Strong employment data: Fed rate hike expectations weigh on gold prices
Gold's weakness is not solely due to geopolitical events. Last Friday (June 5th), the US released its May non-farm payroll report, far exceeding expectations, with 172,000 new jobs added, double the market forecast, and the unemployment rate remaining stable at 4.3%. This strong data significantly solidified market expectations that the Federal Reserve would maintain high interest rates or even raise them.
Spot gold fell about 3.3% on Friday, hitting a low of $4,311.74 per ounce, its lowest level since March 24, with a cumulative decline of nearly 4.68% for the week. August gold futures also fell sharply. Analysts pointed out that although gold is traditionally a tool for hedging against inflation, the high-interest-rate environment significantly increases the opportunity cost of holding non-interest-bearing assets.
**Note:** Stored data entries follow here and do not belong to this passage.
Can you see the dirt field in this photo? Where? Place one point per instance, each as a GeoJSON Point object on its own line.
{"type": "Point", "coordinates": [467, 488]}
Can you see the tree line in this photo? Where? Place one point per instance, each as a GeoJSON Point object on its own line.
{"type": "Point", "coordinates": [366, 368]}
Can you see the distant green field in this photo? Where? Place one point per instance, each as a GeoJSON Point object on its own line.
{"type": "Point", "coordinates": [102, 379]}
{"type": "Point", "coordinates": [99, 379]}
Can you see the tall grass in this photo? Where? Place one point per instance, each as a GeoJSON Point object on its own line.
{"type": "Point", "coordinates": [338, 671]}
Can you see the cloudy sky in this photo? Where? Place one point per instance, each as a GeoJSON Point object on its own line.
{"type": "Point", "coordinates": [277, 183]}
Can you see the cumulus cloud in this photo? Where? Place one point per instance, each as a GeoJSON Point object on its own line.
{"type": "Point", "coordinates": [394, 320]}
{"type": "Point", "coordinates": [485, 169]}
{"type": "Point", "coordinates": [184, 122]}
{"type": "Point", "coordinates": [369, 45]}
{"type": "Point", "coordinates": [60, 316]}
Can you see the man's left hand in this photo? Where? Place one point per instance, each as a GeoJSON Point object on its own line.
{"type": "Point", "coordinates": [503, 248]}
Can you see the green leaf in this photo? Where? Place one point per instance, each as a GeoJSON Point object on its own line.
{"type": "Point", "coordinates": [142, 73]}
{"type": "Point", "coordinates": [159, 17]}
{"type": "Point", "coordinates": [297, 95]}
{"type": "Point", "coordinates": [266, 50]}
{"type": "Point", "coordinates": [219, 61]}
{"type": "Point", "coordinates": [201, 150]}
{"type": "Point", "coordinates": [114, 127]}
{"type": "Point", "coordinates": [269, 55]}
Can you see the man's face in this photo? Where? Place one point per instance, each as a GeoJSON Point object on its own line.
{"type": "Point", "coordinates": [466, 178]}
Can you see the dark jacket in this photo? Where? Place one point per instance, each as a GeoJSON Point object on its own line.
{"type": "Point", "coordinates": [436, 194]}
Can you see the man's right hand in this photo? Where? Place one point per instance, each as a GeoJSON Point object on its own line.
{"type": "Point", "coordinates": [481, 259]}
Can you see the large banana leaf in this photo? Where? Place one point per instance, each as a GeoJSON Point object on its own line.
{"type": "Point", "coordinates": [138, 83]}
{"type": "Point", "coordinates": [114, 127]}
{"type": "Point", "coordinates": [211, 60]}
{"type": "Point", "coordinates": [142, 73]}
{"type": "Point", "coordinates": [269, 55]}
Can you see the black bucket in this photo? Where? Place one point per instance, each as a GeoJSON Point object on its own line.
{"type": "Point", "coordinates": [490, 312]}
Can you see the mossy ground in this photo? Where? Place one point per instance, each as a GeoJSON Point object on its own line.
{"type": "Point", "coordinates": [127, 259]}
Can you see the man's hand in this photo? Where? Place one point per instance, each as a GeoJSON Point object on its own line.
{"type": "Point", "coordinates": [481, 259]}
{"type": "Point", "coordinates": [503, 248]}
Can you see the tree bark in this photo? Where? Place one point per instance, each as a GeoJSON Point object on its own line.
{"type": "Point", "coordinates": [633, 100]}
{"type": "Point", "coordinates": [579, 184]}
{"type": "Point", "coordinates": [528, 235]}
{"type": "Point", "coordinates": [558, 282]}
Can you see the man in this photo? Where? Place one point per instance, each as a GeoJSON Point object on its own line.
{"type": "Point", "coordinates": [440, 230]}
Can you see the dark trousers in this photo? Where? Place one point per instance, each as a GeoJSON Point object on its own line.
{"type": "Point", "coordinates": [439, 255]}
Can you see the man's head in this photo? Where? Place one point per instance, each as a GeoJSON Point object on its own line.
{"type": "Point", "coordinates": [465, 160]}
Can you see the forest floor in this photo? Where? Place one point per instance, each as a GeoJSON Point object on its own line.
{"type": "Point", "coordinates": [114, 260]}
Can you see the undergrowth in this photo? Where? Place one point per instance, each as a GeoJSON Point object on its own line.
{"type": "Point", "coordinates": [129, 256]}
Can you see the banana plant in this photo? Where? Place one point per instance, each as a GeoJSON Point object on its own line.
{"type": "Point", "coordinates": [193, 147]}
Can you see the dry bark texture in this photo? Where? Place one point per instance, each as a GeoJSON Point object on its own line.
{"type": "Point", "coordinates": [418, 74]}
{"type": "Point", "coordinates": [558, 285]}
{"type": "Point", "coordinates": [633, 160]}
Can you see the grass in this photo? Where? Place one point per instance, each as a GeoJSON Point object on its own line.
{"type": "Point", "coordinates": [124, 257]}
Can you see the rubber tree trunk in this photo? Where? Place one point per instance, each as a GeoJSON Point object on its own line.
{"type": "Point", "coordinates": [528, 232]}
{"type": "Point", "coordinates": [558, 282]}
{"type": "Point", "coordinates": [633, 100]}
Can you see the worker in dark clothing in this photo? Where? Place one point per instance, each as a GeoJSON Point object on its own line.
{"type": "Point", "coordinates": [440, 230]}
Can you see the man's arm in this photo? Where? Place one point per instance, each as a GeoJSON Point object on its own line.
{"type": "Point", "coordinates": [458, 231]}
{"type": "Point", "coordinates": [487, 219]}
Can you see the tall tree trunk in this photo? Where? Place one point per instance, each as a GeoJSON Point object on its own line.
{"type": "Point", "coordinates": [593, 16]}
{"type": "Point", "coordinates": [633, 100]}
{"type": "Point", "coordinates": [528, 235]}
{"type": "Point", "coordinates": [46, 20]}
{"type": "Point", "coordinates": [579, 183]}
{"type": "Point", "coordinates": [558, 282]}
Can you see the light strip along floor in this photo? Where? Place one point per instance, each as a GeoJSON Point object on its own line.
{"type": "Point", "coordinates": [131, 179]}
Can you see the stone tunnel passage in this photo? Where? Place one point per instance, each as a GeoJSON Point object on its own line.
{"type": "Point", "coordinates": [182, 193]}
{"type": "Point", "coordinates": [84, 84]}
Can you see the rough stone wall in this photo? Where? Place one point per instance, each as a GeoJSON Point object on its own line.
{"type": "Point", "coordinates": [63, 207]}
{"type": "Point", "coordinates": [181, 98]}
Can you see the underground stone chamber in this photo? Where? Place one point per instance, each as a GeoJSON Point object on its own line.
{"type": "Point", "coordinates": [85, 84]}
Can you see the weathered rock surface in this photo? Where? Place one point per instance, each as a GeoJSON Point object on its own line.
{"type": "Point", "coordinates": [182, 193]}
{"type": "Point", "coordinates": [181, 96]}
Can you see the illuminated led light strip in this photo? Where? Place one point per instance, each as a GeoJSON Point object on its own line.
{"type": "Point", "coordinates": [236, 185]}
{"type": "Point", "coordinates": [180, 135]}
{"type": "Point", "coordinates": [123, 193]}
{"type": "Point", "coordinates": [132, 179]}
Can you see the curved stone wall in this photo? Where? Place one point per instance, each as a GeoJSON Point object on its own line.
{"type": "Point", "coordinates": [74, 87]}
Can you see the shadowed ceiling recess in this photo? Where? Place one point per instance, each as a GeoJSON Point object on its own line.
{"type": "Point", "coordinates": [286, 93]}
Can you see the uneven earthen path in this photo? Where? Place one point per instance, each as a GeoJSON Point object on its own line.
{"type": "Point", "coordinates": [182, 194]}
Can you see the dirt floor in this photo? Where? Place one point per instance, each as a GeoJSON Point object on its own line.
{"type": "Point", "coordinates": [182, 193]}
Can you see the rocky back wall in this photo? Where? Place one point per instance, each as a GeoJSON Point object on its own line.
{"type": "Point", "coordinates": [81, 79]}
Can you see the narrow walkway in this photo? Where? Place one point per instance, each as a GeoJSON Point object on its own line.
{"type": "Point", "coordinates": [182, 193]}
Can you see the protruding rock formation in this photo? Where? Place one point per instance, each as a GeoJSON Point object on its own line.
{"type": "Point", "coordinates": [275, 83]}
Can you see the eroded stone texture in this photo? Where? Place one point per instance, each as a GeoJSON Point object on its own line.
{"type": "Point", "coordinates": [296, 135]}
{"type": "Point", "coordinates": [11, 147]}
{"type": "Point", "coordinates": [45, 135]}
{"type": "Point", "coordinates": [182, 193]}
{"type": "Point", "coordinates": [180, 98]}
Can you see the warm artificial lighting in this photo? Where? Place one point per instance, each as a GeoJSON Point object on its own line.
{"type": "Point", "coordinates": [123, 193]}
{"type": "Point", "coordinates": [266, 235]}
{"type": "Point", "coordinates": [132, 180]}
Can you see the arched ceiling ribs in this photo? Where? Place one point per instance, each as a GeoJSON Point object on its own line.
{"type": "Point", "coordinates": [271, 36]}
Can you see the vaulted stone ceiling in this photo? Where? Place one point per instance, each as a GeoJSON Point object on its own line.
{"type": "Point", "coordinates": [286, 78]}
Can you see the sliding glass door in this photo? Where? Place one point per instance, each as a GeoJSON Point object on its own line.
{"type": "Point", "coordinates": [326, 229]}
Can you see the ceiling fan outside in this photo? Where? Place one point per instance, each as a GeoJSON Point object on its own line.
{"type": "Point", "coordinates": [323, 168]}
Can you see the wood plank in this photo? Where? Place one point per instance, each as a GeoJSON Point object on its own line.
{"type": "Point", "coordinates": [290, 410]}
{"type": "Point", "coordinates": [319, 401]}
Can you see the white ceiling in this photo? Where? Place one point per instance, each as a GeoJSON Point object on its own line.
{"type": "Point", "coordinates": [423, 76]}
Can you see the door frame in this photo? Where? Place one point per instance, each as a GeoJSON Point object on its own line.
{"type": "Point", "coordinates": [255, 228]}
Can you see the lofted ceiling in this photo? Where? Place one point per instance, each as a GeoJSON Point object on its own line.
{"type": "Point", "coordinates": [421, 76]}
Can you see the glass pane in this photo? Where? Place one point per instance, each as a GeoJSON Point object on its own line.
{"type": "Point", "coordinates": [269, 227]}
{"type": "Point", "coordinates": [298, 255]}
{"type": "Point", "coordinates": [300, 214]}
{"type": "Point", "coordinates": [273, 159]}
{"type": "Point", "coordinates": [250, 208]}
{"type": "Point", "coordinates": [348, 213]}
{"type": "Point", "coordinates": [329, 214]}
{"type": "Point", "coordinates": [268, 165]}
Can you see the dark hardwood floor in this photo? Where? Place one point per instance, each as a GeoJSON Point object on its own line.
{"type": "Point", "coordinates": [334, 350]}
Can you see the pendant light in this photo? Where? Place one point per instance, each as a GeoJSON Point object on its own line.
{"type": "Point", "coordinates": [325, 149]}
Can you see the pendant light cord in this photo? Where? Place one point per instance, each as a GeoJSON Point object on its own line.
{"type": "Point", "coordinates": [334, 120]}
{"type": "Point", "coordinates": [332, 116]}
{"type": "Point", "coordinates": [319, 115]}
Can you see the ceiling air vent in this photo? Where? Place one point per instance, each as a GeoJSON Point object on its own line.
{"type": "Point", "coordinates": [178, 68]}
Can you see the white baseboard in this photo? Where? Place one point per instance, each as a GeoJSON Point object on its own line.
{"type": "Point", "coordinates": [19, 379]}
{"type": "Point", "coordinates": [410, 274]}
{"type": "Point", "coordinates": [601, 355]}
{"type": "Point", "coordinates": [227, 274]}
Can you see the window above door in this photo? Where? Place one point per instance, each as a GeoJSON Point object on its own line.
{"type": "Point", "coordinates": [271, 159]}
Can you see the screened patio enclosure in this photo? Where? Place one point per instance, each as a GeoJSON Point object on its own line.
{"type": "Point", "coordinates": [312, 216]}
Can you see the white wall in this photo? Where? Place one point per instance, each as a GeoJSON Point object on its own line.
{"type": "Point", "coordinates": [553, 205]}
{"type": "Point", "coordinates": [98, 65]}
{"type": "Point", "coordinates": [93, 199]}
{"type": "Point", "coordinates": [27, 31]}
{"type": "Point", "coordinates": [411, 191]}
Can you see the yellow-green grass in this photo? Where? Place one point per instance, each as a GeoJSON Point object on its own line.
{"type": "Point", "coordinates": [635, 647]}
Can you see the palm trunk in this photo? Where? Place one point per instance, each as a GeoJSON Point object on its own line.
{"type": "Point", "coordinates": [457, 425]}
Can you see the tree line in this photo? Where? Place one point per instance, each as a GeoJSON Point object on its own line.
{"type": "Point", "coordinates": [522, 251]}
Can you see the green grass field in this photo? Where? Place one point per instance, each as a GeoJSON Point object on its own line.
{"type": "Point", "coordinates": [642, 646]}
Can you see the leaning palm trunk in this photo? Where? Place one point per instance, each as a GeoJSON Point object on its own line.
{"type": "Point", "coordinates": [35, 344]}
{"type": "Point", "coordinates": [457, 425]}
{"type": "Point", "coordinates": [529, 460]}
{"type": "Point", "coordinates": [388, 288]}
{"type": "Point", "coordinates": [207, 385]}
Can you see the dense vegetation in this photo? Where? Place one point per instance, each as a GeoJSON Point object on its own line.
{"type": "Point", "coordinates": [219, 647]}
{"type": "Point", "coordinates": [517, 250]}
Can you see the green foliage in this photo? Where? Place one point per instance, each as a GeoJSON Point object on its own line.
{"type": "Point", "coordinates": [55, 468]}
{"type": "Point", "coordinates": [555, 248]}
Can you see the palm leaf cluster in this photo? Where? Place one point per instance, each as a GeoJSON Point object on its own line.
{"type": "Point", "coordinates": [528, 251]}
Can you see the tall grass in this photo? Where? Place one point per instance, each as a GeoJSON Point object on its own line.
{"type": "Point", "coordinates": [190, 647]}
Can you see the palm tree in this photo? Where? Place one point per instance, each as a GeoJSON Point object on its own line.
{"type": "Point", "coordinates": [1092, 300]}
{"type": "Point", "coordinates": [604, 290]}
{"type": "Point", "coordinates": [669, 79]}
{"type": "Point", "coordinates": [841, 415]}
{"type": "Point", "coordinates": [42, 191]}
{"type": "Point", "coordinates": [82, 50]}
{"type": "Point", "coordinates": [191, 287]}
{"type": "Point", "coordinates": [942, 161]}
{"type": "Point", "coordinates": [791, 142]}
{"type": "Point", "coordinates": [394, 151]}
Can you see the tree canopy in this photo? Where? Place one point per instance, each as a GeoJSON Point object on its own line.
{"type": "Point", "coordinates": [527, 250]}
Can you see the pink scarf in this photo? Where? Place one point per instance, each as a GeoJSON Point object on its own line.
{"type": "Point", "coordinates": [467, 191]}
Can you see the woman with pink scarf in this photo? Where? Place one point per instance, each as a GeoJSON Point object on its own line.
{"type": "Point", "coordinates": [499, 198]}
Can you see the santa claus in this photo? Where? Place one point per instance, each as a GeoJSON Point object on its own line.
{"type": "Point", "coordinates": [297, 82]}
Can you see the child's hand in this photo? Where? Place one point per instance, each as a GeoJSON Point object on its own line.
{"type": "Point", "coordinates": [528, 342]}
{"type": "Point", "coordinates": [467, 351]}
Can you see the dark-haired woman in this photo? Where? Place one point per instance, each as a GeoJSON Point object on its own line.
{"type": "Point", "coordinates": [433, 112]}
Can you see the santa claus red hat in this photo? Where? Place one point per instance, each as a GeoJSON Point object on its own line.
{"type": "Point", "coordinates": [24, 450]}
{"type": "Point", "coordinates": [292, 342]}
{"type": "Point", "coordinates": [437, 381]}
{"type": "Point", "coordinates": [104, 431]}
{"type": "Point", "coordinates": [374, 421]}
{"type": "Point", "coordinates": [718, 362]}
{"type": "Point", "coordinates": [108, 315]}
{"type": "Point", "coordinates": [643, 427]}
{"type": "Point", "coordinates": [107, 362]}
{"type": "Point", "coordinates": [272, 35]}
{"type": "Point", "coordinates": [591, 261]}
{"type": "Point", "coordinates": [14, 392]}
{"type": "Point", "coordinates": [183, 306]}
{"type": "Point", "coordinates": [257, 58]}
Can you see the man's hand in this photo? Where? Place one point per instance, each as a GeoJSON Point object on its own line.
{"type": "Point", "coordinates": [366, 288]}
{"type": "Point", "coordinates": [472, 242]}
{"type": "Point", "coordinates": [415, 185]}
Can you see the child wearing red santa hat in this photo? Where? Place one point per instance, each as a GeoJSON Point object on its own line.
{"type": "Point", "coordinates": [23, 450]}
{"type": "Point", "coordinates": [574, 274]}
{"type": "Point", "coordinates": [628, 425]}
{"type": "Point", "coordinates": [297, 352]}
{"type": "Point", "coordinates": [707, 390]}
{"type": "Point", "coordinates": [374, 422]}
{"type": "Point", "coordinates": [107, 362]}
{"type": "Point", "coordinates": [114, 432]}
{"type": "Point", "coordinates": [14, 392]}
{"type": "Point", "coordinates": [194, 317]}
A stronger dollar and rising US Treasury yields further suppressed gold prices.
TD Securities and other institutions believe that given the high energy prices and significant inflationary pressures, the Federal Reserve is unlikely to shift to an easing stance anytime soon. The CME FedWatch tool shows the probability of a December rate hike has risen to approximately 70%. Weak gold demand from India and China has also failed to provide sufficient support.
Gold Short-Term Trend: Intense Battle Between Safe-Haven Demand and Interest Rate Hike Expectations
Currently, spot gold is fluctuating between $4310 and $4330. On Monday morning, it dipped slightly to $4310.24 due to a jump in oil prices, but subsequently recovered its losses following Trump's "no retaliation" statement. This movement reflects market divergence on the evolution of the conflict: on the one hand, Iranian attacks and potential Israeli retaliation could push up oil prices and exacerbate inflation, benefiting gold's safe-haven appeal; on the other hand, if Trump successfully mediates and negotiations return to normal, easing risk sentiment would put downward pressure on gold.
From a longer-term perspective, gold prices have fallen by more than 17% since the outbreak of related conflicts at the end of February. In the current environment, gold faces dual pressures: geopolitical risks provide support, but the Federal Reserve's policy path poses a major obstacle. The upcoming US May CPI data this week will be a key indicator—if inflation exceeds expectations, market expectations for interest rate hikes may further intensify, putting pressure on gold prices; if the data is moderate, gold may have a chance to breathe.
Market Outlook: Gold Investment Requires Caution and Risk Balancing
Overall, the Iranian missile attack on Israel once again highlights the fragility of the Middle East situation, which may continue to provide safe-haven buying support for gold in the short term. However, strong US economic data and the potential path of interest rate hikes by the Federal Reserve remain the main obstacles to gold price increases. Investors need to closely monitor the progress of US-Iran negotiations, Israel's subsequent actions, and next week's US inflation data.
In the current complex environment, gold is not in a one-sided trend. Aggressive investors may focus on support around $4,300 and potential rebounds, while a more conservative strategy suggests waiting for further clarity on the situation. Geopolitical risks and macroeconomic policy maneuvering will continue to dominate the gold market, and any dominance by either side could trigger significant volatility. As a traditional safe-haven asset, gold retains strategic value in times of uncertainty, but short-term trading requires close monitoring for the risk of a shift in market sentiment.

(Spot gold daily chart, source: FX678)
At 07:15 Beijing time, spot gold was trading at $4330.76 per ounce.